Nel 1040, con al seguito un esercito composto da bizantini, lombardi e normanni, Maniace avrebbe affrontato in questo luogo truppe musulmane. La storia della fondazione del cenobio Santa  Maria di Maniace è avvolta da un alone di mistero. Molto probabilmente sul luogo esisteva un piccolo borgo fortificato in epoca romana e poi bizantina. Il nome deriva dal generale Giorgio  Maniace che, inviato in Sicilia dall'imperatore Michele IV° nel 1038.
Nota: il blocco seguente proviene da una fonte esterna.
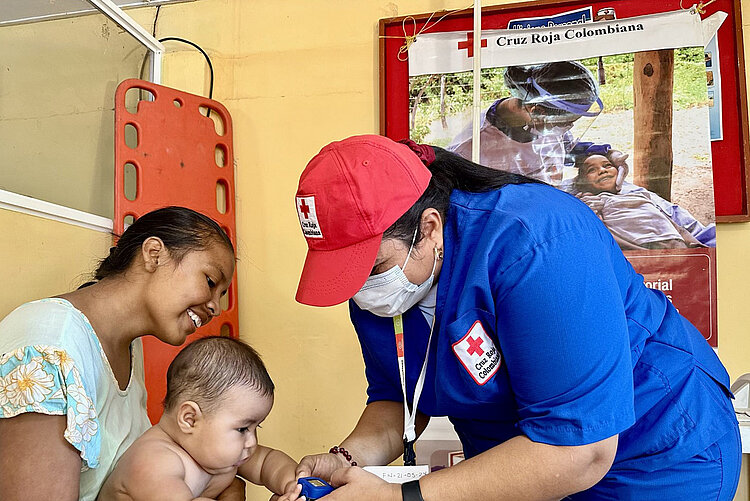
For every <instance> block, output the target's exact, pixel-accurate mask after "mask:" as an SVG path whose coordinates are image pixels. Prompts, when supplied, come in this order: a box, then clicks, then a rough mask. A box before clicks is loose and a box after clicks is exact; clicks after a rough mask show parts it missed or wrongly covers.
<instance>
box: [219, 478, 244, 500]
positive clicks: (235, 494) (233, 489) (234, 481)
mask: <svg viewBox="0 0 750 501" xmlns="http://www.w3.org/2000/svg"><path fill="white" fill-rule="evenodd" d="M216 500H217V501H245V482H244V480H242V479H241V478H238V477H234V480H233V481H232V484H231V485H230V486H229V487H227V488H226V489H224V492H222V493H221V494H219V497H218V498H216Z"/></svg>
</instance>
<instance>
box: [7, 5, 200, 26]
mask: <svg viewBox="0 0 750 501" xmlns="http://www.w3.org/2000/svg"><path fill="white" fill-rule="evenodd" d="M186 1H190V0H113V2H114V3H115V4H116V5H118V6H119V7H122V8H126V7H145V6H155V5H161V4H166V3H178V2H186ZM93 12H96V9H95V8H94V7H93V6H92V5H91V4H90V3H89V2H87V1H86V0H0V26H6V25H10V24H20V23H31V22H37V21H46V20H49V19H59V18H62V17H72V16H81V15H84V14H91V13H93Z"/></svg>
Lo scontro dovette essere tremendo, tanto che il fiume vicino, che da allora fu chiamato appunto Saracena, si colorò di rosso a causa del sangue versato. A vittoria ottenuta per  ringraziare la Madonna, il generale fece costruire un piccolo cenobio e vi donò una icona che, narra una leggenda, sarebbe stata dipinta da San Luca. Secondo altre fonti, Maniace avrebbe  fondato direttamente un borgo, a presidio della trazzera regia. Il cenobio in seguito fu abbandonato, forse a causa del terremoto del 1169, e decadde.
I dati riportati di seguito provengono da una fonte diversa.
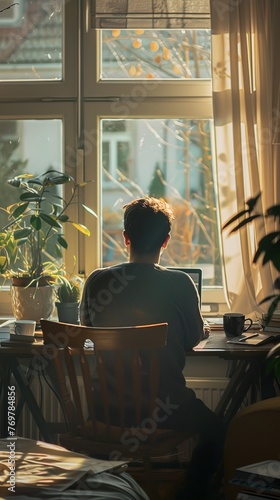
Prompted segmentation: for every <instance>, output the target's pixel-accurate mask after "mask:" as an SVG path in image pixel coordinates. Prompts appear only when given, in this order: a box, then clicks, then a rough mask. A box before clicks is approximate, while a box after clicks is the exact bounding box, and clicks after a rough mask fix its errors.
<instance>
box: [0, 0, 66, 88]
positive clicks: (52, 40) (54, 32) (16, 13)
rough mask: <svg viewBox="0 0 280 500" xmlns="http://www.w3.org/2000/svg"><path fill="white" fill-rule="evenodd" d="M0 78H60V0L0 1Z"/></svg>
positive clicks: (60, 35) (55, 79) (61, 74)
mask: <svg viewBox="0 0 280 500" xmlns="http://www.w3.org/2000/svg"><path fill="white" fill-rule="evenodd" d="M9 5H10V8H7V9H6V10H4V11H3V12H1V14H0V69H1V81H10V80H41V81H42V80H61V78H62V50H63V46H62V40H63V0H56V1H55V2H50V1H49V0H36V1H34V0H22V1H21V2H17V3H12V2H8V1H6V0H5V1H4V2H1V9H5V8H6V7H8V6H9Z"/></svg>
Nel 1173 la regina Margherita, madre di Guglielmo II° detto il Buono, vi fondò un'abbazia benedettina dedicata a Santa Maria ed assegnò a questa un feudo di notevole estensione. Il  francese Guglielmo di Blois fu il primo abate. Della struttura originaria non si ha notizia, probabilmente comprendeva solo la chiesa e qualche vano annesso.
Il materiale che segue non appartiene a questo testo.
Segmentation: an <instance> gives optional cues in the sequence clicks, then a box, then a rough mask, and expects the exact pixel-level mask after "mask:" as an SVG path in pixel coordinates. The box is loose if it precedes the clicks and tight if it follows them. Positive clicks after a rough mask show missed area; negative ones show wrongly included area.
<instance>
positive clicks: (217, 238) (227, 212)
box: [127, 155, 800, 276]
L'importanza dell'abbazia crebbe negli anni, sostenuta anche dalle notevoli ricchezze derivanti dalle rendite agricole. La stessa regina Margherita vi si sarebbe rinchiusa, negli ultimi  anni della sua vita, apportando una notevole dote ed accrescendo ulteriormente le strutture, che secondo alcuni studi sarebbero state maestose. Nel 1373 si parla di fortilicium del  monastero, e nel 1422 turris. Quindi è probabile che la definizione di castello venne adottata dopo questa data.
Successivamente venne gestita, probabilmente in maniera poco accorta, da una serie di abati commendatari fra cui il cardinale Rodrigo Borgia, futuro pontefice Alessandro VI° dal 1471 al  1491.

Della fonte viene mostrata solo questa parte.